Praticamente l’unica scrittura decente pubblicata dalla fine degli anni ’60 ai primi anni’ 80 proveniva dagli scrittori “village prose”, che trattavano lo scontro delle tradizioni rurali con la vita moderna in un linguaggio realistico. I membri più importanti di questo gruppo erano il romanziere Valentin Rasputin e lo scrittore di racconti Vasily Shukshin. La finzione moralmente complessa di Yury Trifonov, messa in scena in un ambiente urbano (ad esempio, La casa sull’argine), si distingue in qualche modo dalle opere di Rasputin e Shukshin che lodano la semplicità rurale russa. Tuttavia, come negli anni ‘ 30 e ’40, la letteratura più importante di questo periodo fu pubblicata per la prima volta al di fuori dell’Unione Sovietica. Tra gli scrittori degni di nota figurano Varlam Shalamov, le cui storie squisitamente artistiche raccontavano gli orrori dei campi di prigionia; Andrey Sinyavsky, il cui complesso romanzo Goodnight! apparso in Europa nel 1984, molto tempo dopo che era stato costretto a lasciare l’Unione Sovietica; e Venedikt Yerofeyev, il cui grottesco picaresco degli ultimi giorni Mosca-Petushki-pubblicato in un’edizione clandestina (samizdat) nel 1968—è un classico minore.

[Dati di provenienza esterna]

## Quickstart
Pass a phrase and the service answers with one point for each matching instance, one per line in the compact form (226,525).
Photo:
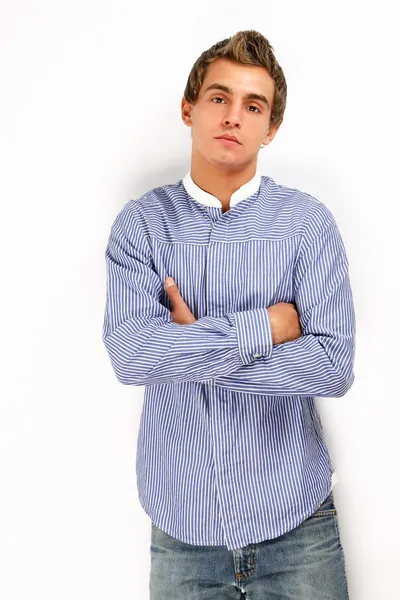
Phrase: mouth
(228,142)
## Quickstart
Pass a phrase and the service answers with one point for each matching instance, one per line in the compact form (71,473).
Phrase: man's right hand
(285,324)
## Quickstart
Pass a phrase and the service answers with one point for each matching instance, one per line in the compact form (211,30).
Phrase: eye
(251,106)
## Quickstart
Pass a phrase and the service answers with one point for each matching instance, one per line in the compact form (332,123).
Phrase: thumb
(172,289)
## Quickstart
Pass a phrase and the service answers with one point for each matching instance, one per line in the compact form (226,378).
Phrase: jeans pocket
(327,508)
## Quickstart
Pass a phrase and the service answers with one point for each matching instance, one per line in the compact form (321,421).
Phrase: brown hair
(247,47)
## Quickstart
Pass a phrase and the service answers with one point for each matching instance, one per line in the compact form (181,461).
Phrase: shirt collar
(245,191)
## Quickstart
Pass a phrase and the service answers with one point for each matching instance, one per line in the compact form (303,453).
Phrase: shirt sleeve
(144,344)
(320,362)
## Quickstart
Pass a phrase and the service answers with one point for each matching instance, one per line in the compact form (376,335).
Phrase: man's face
(219,112)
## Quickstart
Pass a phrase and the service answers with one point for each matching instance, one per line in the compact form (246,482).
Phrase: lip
(230,140)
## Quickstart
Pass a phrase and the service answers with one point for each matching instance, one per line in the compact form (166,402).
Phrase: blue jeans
(306,563)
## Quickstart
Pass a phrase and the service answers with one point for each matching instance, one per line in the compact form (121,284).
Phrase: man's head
(244,65)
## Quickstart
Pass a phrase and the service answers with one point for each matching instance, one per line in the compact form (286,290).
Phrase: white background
(89,118)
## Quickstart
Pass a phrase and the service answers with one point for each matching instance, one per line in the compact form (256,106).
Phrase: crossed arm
(253,351)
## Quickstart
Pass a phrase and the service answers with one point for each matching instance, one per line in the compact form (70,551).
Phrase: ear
(186,112)
(271,133)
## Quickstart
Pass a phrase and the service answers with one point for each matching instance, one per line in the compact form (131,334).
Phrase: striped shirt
(230,448)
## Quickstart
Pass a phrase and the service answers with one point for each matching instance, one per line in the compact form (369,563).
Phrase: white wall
(90,117)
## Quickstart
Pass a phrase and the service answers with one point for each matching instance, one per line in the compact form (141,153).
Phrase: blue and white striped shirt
(230,448)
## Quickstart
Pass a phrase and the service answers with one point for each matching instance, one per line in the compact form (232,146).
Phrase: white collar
(245,191)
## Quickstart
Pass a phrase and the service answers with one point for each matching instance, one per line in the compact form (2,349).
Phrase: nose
(232,116)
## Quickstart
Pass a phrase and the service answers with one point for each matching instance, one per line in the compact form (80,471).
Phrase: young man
(232,466)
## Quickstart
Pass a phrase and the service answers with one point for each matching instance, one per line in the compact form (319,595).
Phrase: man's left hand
(180,312)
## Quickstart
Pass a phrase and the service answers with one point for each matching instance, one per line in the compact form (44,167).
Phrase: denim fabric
(307,563)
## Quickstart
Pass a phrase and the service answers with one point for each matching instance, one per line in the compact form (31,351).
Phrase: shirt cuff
(254,333)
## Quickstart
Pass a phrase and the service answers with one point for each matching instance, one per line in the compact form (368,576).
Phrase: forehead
(242,79)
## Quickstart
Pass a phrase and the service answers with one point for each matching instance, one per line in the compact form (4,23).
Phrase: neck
(220,183)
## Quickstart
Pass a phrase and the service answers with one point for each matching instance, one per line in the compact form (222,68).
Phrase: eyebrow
(224,88)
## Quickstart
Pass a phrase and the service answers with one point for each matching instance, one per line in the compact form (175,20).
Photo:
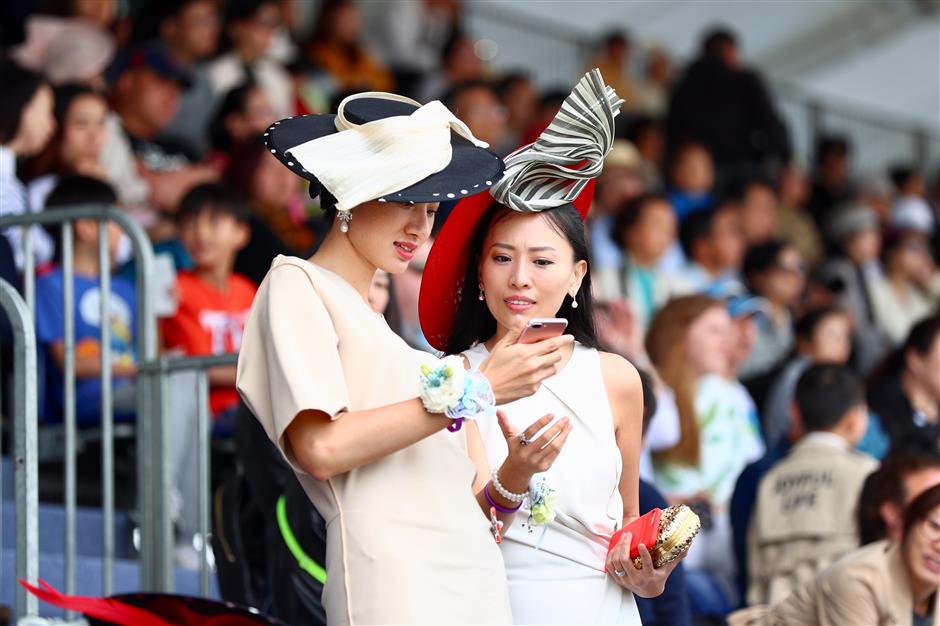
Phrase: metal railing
(26,483)
(162,369)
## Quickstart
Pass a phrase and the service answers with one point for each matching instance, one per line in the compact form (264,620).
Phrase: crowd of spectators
(786,312)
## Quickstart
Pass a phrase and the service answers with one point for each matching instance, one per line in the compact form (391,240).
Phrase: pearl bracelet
(505,493)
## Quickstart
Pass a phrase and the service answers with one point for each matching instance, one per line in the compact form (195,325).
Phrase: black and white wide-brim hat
(381,146)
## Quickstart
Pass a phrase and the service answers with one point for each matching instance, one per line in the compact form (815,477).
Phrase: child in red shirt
(213,299)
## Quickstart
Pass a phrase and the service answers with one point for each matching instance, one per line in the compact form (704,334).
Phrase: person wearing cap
(372,428)
(909,289)
(620,182)
(805,515)
(509,259)
(849,275)
(823,335)
(147,84)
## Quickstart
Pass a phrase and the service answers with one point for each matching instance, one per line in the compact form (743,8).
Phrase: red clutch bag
(645,530)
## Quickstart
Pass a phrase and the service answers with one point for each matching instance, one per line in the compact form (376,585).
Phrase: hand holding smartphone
(542,328)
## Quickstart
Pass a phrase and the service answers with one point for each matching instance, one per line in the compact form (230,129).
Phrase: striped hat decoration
(554,169)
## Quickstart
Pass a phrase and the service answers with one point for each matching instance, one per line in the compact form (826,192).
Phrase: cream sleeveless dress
(564,581)
(407,542)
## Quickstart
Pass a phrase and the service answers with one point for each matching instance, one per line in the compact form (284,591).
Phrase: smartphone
(541,328)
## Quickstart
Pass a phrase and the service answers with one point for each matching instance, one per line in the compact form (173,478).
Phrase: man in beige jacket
(805,513)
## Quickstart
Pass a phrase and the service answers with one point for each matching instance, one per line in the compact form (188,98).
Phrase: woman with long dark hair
(372,428)
(26,125)
(904,393)
(494,267)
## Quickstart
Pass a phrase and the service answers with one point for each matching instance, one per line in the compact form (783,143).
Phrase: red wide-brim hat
(442,284)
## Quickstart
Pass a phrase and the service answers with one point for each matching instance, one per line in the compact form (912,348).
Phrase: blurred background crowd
(730,265)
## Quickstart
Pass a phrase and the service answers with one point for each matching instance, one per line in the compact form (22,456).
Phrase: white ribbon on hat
(363,162)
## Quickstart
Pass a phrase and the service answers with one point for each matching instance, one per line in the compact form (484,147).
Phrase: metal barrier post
(25,396)
(71,475)
(107,412)
(203,458)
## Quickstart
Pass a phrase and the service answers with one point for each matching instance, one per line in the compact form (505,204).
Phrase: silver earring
(344,219)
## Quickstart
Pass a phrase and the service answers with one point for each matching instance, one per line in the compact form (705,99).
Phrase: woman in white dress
(522,257)
(372,427)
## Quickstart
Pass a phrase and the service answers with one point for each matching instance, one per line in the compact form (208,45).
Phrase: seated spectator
(250,26)
(713,244)
(906,472)
(477,104)
(907,181)
(189,29)
(644,228)
(26,125)
(726,106)
(671,607)
(913,213)
(794,224)
(519,97)
(905,391)
(832,186)
(213,299)
(50,325)
(337,46)
(277,215)
(909,289)
(409,37)
(75,149)
(66,49)
(849,276)
(245,112)
(459,63)
(823,335)
(775,272)
(804,518)
(145,99)
(647,135)
(691,178)
(619,182)
(689,343)
(757,203)
(887,582)
(549,105)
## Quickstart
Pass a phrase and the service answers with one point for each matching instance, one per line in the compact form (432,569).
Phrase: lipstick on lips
(406,251)
(518,304)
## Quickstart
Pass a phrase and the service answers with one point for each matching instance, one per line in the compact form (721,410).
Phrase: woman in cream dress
(337,390)
(523,257)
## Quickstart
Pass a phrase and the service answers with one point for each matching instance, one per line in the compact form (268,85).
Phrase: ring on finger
(549,442)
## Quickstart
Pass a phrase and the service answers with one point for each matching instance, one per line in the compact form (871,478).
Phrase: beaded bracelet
(492,502)
(505,493)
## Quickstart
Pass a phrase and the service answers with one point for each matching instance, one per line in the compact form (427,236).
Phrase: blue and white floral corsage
(543,503)
(456,392)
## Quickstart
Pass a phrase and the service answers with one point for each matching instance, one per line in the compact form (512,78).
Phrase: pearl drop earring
(344,218)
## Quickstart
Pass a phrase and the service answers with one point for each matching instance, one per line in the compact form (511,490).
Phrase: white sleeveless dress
(564,580)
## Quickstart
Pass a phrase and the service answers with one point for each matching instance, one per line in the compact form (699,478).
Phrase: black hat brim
(470,171)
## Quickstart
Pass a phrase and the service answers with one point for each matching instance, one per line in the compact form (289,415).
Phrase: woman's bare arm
(625,393)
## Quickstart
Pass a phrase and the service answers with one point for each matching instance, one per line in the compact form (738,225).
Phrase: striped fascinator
(567,155)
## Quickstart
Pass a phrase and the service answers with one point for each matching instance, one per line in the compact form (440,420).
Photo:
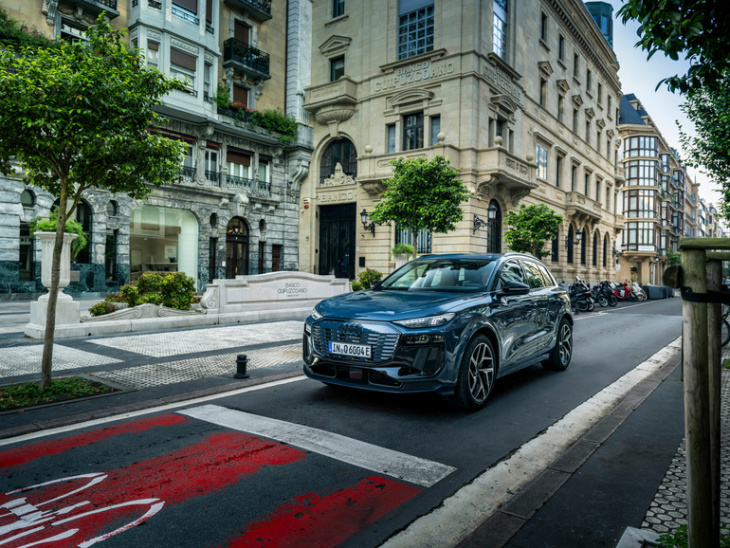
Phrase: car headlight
(428,321)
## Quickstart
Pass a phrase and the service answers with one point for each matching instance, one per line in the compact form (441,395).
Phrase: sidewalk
(628,471)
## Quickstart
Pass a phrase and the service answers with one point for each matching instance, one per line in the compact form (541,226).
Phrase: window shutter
(183,59)
(238,157)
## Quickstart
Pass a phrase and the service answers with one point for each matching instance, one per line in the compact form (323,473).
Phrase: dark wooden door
(337,231)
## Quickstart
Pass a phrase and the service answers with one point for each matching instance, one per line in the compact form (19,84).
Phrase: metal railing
(248,56)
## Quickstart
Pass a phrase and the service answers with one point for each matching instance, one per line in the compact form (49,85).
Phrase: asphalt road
(300,463)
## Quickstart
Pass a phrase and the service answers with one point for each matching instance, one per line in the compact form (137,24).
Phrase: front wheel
(477,374)
(562,352)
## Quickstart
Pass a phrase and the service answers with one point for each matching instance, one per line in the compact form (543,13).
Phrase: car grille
(383,344)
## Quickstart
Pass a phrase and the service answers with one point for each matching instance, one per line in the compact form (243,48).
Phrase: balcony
(246,59)
(94,7)
(582,208)
(499,169)
(214,177)
(259,9)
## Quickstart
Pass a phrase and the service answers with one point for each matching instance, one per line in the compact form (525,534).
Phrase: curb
(138,406)
(499,528)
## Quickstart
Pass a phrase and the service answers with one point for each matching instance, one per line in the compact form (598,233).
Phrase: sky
(640,77)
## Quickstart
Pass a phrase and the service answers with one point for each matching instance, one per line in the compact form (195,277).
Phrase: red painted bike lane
(85,509)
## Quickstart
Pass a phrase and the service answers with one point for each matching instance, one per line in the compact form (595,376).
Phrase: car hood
(390,305)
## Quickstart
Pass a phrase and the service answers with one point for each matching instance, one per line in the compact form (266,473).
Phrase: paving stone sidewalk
(668,510)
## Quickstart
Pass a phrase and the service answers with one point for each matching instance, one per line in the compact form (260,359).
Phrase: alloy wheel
(565,344)
(481,372)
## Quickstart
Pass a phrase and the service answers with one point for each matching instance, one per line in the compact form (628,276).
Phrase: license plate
(354,350)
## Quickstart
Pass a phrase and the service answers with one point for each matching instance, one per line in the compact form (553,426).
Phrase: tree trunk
(47,360)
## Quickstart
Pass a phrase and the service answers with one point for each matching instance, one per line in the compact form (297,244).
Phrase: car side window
(511,272)
(546,276)
(534,276)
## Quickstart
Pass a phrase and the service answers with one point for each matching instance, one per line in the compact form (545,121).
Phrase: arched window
(494,230)
(340,151)
(27,198)
(569,244)
(83,215)
(595,248)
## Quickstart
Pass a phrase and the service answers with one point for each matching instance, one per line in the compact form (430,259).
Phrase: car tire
(477,374)
(562,352)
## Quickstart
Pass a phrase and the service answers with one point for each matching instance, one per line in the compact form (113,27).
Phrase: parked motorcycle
(581,297)
(624,292)
(607,290)
(598,296)
(640,293)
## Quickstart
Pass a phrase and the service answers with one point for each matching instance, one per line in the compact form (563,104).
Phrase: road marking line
(465,510)
(148,411)
(365,455)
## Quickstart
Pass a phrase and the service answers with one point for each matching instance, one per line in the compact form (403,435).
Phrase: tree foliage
(709,148)
(530,227)
(422,194)
(696,29)
(77,116)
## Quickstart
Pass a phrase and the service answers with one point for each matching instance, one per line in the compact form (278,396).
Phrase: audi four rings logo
(351,329)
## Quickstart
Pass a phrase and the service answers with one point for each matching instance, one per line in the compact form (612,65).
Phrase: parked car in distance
(446,324)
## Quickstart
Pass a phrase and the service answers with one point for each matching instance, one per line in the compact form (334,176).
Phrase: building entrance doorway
(236,248)
(337,231)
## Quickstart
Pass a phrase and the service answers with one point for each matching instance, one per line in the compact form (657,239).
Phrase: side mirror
(514,288)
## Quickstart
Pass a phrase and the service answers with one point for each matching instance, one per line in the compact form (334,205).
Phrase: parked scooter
(606,290)
(640,293)
(581,298)
(624,292)
(598,296)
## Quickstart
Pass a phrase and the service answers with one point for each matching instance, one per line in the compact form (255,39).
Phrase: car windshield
(468,275)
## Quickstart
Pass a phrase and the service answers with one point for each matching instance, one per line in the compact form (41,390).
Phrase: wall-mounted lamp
(578,236)
(364,221)
(492,215)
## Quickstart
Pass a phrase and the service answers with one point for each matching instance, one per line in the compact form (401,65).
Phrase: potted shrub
(402,253)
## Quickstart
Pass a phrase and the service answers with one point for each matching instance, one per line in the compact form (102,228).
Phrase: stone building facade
(235,208)
(659,201)
(521,96)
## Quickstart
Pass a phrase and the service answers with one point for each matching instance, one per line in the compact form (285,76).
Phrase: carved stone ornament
(563,85)
(339,177)
(546,70)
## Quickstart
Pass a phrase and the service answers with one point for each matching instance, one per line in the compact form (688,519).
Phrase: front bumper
(395,367)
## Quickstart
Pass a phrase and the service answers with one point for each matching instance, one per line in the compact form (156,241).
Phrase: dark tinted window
(511,272)
(534,276)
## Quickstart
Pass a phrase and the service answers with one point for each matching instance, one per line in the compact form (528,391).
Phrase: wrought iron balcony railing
(260,9)
(247,58)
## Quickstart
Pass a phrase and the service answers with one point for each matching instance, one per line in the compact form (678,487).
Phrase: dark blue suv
(447,324)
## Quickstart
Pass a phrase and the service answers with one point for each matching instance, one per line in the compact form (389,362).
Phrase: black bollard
(241,364)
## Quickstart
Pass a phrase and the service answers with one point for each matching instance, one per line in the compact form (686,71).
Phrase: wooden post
(714,283)
(696,402)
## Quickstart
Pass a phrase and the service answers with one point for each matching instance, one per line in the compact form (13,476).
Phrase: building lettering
(293,289)
(344,196)
(413,74)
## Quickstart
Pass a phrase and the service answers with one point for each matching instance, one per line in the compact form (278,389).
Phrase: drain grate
(147,376)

Alcuni dei migliori lavori pubblicati negli anni ‘ 80 erano in poesia, tra cui il lavoro di concettualisti come Dmitry Prigov e la poesia meta-metaforica di Aleksey Parshchikov, Olga Sedakova, Ilya Kutik e altri. I turbolenti anni ‘ 90 furono un periodo difficile per la maggior parte degli scrittori e poeti russi. L’industria editoriale, colpita negativamente dalla crisi economica, ha faticato a riprendersi nelle condizioni di un’economia di mercato. Tuttavia, le fondazioni private iniziarono ad assegnare premi letterari annuali, come il Russian Booker Prize e il Little Booker Prize. Il cosiddetto Anti-Booker Prize—il suo nome, una protesta contro le origini britanniche del Booker Prize, è stato selezionato per sottolineare che si trattava di un premio russo per scrittori russi-è stato presentato per la prima volta nel 1995 dalla Nezavisimaya Gazeta. Tatyana Tolstaya ha iniziato ad occupare un ruolo di primo piano dopo la pubblicazione del suo romanzo The Slynx (2000), una satira su un futuro ipotetico disastroso per Mosca. Alcuni critici hanno considerato il decennio il “periodo crepuscolare nella letteratura russa”, a causa della partenza dai romanzi psicologici tradizionali sulla vita contemporanea a favore dei romanzi polizieschi. In effetti, tali romanzi sono stati tra i romanzi più venduti del periodo, in particolare il lavoro di Boris Akunin, il cui Koronatsiia (”Incoronazione”) ha vinto l’Anti-Booker Prize nel 2000. (Per ulteriori discussioni, vedi Letteratura russa.)